Mathematically, the electrical energy that is stored in an arbitrary type of capacitor can be expressed by the following formula: E=½C(V2-V1)2, where V2 and V1 are the final and initial stress between the plates.
Charge and discharge
If a capacitor is connected to an electrical circuit with a resistor and some source of electric current, then current will flow through the circuit and the capacitor will begin to charge. As soon as it is fully charged, the electric current in the circuit will stop.
If a charged capacitor is connected in parallel with a resistor, then a current will flow from one plate to another through the resistor, which will continue until the device is completely discharged. In this case, the direction of the discharge current will be opposite to the direction of electric current flow when the device was being charged.

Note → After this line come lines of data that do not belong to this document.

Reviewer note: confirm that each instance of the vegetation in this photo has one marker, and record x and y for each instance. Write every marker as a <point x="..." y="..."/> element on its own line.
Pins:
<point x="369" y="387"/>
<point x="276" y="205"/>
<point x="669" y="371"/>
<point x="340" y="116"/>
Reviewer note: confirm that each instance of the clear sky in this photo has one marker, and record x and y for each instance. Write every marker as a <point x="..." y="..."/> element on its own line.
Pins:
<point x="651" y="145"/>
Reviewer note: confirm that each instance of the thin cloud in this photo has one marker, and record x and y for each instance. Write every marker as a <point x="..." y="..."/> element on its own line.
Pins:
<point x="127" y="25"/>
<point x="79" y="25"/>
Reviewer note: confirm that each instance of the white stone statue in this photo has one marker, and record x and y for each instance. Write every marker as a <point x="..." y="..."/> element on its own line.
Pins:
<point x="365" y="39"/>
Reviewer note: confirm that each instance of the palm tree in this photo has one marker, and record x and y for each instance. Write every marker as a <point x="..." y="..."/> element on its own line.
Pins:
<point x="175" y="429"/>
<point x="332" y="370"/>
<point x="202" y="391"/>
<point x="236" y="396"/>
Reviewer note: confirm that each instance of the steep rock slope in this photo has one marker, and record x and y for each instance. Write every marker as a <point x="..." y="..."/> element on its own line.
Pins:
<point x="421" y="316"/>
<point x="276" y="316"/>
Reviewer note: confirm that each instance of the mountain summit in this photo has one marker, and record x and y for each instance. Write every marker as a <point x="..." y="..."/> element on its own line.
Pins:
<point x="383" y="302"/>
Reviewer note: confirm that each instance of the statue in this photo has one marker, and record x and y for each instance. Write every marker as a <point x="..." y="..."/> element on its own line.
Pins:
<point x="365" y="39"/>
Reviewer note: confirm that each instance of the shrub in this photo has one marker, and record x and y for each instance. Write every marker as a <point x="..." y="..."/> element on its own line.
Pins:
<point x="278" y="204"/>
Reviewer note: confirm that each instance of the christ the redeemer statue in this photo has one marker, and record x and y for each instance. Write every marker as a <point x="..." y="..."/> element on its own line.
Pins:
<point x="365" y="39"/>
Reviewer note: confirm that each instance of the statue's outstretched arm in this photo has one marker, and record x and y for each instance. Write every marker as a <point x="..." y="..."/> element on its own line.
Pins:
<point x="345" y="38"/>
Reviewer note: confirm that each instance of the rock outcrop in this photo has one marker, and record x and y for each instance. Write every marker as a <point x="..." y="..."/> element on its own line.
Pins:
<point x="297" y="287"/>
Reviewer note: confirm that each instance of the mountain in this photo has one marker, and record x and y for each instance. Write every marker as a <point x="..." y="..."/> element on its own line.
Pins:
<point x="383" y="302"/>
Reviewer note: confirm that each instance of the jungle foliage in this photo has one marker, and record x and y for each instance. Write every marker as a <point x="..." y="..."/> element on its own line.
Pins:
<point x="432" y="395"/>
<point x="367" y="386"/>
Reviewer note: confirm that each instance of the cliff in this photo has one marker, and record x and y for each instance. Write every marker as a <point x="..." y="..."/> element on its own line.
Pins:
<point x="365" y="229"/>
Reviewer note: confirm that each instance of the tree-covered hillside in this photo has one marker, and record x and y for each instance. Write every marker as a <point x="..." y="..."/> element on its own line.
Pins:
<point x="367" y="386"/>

Charging and discharging a capacitor follows an exponential time dependence. For example, the voltage between the plates of a capacitor during its discharge changes according to the following formula: V(t)=Vie-t/(RC), where V i - initial voltage on the capacitor, R - electrical resistance in the circuit, t - discharge time.
Combining in an electrical circuit
To determine the capacitance of the capacitors that are available inelectrical circuit, it should be remembered that they can be combined in two different ways:
- Serial connection: 1/Cs =1/C1+1/C2+ …+1/C.
- Parallel connection: Cs =C1+C2+…+C.
Cs - total capacitance of n capacitors. The total electrical capacitance of capacitors is determined by formulas similar to mathematical expressions for the total electrical resistance, only the formula for series connection of devices is valid for parallel connection of resistors and vice versa.